L’accord de paix de Pretoria est-il le début de la fin du TPLF ?

Trois mois après sa signature, un Tigré brisé recolle les morceaux. Mais même la fin du siège ne peut apaiser les murmures de mécontentement qui montent.

Mekelle, février 2015 lors des 40 ans du TPLF. Au lendemain de la guerre, c’est une réalité différente. (Avec l’aimable autorisation de Paul Kagame sur Flickr)

Le Front de libération du peuple du Tigré (TPLF) a dominé le paysage politique, économique et sécuritaire en Éthiopie et dans la région du Tigré de 1991 à 2018. Malgré les succès de l’Éthiopie sous le régime du Front démocratique révolutionnaire du peuple éthiopien (EPRDF) dirigé par le TPLF, qui comprenait la relance du l’économie et l’introduction du fédéralisme, leur bilan en matière de droits de l’homme était médiocre. Le TPLF a gouverné l’Éthiopie, y compris la propre région du Tigré du TPLF, d’une poigne de fer, réprimant la dissidence, emprisonnant les principales personnalités de l’opposition et muselant les médias.

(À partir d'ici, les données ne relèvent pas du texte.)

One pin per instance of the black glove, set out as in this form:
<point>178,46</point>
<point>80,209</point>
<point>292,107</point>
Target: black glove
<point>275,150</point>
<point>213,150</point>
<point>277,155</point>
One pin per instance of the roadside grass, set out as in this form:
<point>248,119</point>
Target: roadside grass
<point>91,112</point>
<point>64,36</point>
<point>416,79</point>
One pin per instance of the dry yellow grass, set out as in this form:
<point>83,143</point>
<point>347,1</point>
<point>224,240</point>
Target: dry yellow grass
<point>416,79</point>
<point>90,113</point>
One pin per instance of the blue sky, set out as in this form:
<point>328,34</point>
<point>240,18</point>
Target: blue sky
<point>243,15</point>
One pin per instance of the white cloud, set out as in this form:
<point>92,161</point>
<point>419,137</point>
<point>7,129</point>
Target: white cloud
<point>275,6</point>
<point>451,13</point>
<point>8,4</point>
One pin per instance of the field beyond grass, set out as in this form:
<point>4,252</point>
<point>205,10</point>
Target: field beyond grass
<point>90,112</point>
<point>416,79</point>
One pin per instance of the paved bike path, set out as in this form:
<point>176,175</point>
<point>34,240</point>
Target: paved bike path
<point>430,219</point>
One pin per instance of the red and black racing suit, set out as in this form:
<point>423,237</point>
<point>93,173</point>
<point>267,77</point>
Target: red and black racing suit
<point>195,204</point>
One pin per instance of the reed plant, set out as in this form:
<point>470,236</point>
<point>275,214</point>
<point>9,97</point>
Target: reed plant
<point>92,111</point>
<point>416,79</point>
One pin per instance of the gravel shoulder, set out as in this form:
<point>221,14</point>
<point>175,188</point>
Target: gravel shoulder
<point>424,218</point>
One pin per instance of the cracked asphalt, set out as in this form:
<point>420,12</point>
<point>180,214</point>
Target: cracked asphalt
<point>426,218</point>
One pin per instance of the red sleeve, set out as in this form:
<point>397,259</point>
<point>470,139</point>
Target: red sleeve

Les Tigréens sont devenus des figures de haine pour les opposants au TPLF, ciblés par les politiciens éthiopiens et blâmés pour tous les maux associés au TPLF. La campagne de diabolisation, qui a refait surface peu après la perte de pouvoir du TPLF début 2018, s’est intensifiée après l’éclatement de la guerre en novembre 2020. Des épithètes telles que « cancer » et « mauvaise herbe » ont été utilisées contre eux, même par le Premier ministre éthiopien. Ministre, Abiy Ahmed. En janvier 2022, Daniel Kibret, conseiller aux affaires sociales du Premier ministre Abiy Ahmed a appelé à l’élimination des Tigréens.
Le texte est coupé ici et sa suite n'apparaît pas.